A plurality of air vent holes 8 may be formed along the diametrical direction to connect the bottom surface to the outside.

The present invention is not limited to a structure in which a ceramic rotor and a metal rotating shaft used in a turbocharger are bonded, but can be applied to a bonded structure used in a wide variety of other fields of application.

[0025]

As described above, the bonded structure of the ceramic member and the metal member of the present invention has a ceramic member having a convex portion and a concave portion, and the concave portion is shrink-fitted with the convex portion of the ceramic member.

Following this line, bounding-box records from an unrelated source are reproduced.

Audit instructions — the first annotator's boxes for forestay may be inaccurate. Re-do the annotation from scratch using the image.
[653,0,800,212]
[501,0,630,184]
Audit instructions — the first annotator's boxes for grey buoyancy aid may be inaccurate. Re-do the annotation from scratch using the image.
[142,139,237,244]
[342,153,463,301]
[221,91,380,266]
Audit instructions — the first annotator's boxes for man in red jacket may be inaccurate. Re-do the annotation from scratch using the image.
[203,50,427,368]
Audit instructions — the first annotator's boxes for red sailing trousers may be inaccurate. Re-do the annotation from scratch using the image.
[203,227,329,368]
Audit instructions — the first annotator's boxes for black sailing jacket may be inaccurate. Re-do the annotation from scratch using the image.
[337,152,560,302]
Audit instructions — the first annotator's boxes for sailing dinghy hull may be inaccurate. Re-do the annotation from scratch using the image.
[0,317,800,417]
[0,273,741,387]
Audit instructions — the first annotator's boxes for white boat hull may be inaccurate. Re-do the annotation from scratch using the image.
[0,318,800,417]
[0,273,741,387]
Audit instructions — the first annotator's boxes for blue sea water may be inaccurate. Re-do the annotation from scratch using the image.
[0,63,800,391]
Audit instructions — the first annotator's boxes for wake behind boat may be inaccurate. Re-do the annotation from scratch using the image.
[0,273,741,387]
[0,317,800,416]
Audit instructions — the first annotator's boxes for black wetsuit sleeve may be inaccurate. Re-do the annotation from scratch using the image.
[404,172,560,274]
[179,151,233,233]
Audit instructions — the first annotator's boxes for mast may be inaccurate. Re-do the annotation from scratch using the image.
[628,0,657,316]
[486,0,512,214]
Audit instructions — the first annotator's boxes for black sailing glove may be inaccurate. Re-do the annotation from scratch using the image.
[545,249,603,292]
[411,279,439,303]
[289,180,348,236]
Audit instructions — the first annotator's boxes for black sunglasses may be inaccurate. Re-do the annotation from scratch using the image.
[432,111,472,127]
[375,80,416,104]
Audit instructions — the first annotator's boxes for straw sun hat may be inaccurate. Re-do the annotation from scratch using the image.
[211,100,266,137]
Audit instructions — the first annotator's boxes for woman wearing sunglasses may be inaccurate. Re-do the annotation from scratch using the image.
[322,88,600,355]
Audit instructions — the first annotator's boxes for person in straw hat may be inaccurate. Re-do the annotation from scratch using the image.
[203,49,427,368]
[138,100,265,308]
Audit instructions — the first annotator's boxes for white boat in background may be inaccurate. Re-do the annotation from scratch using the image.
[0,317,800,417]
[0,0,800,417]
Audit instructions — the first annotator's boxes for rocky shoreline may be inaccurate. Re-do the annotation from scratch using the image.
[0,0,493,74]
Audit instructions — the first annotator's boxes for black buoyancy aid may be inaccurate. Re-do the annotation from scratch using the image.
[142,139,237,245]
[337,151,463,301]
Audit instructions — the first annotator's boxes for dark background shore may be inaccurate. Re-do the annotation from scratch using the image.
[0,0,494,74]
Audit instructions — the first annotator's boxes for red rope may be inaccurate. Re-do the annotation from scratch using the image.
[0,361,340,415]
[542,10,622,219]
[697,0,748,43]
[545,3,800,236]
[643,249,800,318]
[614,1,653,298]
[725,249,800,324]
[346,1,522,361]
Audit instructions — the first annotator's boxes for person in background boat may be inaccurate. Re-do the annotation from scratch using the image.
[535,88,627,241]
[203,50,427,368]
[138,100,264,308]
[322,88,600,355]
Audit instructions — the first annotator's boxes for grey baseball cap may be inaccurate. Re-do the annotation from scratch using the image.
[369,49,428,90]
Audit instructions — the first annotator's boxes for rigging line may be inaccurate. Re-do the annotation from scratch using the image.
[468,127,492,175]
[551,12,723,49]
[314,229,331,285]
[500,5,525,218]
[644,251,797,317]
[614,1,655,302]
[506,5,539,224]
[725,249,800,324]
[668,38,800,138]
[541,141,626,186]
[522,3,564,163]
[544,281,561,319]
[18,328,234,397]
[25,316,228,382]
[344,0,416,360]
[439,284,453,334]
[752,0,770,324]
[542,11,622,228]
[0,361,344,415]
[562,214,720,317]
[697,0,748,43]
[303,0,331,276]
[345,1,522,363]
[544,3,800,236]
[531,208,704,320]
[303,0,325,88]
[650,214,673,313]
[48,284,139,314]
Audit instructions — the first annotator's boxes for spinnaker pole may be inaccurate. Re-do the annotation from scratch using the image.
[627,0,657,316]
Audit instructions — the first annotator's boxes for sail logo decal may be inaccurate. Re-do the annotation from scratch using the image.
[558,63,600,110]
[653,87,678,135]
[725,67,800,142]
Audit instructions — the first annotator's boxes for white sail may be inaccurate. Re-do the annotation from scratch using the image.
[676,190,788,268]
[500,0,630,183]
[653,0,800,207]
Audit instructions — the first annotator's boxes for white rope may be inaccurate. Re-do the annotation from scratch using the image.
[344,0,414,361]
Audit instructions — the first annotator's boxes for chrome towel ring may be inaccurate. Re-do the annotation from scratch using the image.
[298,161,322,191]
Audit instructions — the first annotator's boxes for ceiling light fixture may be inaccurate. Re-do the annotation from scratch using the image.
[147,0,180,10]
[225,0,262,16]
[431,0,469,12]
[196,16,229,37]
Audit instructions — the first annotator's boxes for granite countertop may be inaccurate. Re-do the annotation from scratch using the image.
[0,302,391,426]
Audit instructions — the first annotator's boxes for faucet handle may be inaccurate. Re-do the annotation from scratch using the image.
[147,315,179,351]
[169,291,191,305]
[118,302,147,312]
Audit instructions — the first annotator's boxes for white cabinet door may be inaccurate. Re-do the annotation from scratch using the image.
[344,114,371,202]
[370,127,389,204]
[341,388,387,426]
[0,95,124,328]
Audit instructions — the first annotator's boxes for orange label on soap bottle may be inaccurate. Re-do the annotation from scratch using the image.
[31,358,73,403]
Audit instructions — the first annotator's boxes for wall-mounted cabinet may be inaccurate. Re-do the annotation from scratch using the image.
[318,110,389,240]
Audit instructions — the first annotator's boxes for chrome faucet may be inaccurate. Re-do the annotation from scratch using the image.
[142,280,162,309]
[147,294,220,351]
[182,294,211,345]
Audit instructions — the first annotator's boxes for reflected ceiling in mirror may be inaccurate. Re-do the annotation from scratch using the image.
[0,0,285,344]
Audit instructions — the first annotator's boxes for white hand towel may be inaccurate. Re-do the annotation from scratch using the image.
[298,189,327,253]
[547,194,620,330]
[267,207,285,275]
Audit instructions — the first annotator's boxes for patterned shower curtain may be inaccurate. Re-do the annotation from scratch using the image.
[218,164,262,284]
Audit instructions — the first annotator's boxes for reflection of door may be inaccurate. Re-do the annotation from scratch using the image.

The metal member is provided with an air vent for communicating the bottom surface inside the recess with the outside, so that when the projection is inserted into the recess, the air in the recess is removed and the projection is removed. The whole can be smoothly inserted into the concave portion, the convex portion and the concave portion can be firmly joined together, and as a result, the ceramic member and the metal member can be joined with sufficient strength to improve reliability.

Further, when a groove connecting the inner bottom surface of the concave portion and the opening of the concave portion is formed in the inner peripheral portion of the concave portion of the metal member as an air vent, the air inside the concave portion is inserted as the convex portion is inserted into the concave portion. Can be pushed out smoothly.

[Brief description of drawings]

FIG. 1 is a partially cutaway front view showing a joining structure according to an embodiment of the present invention.

FIG. 2 is an enlarged cross-sectional view showing a joint portion between a rotor and a rotary shaft in a joint structure.

FIG. 3 is an enlarged view showing an end face of a rotating shaft in the bonded structure.

FIG. 4 is a cross-sectional view showing a process of inserting a protrusion of a rotor into a recess of a rotary shaft in a bonded structure.

FIG. 5 is a cross-sectional view showing another example of the joint portion in the joint structure.

[Explanation of symbols]

1 ... Rotor, 2 ... Rotating shaft, 5 ... Convex part, 6 ... Recessed part, 7 ...
groove.

Claims (2)

[Claims] 1. A ceramic member having a convex portion, and a metal member having a concave portion, the concave portion being combined with the convex portion of the ceramic member by shrink-fitting and joining, the metallic member having the concave portion. A joined structure of a ceramic member and a metal member, characterized in that an air venting portion is formed which communicates the inner bottom surface with the outside of the recess. 2. The ceramic member and the metal member according to claim 1, wherein the air vent is a groove formed by connecting a bottom surface inside the recess and an opening of the recess in an inner peripheral portion of the recess of the metal member. Junction structure.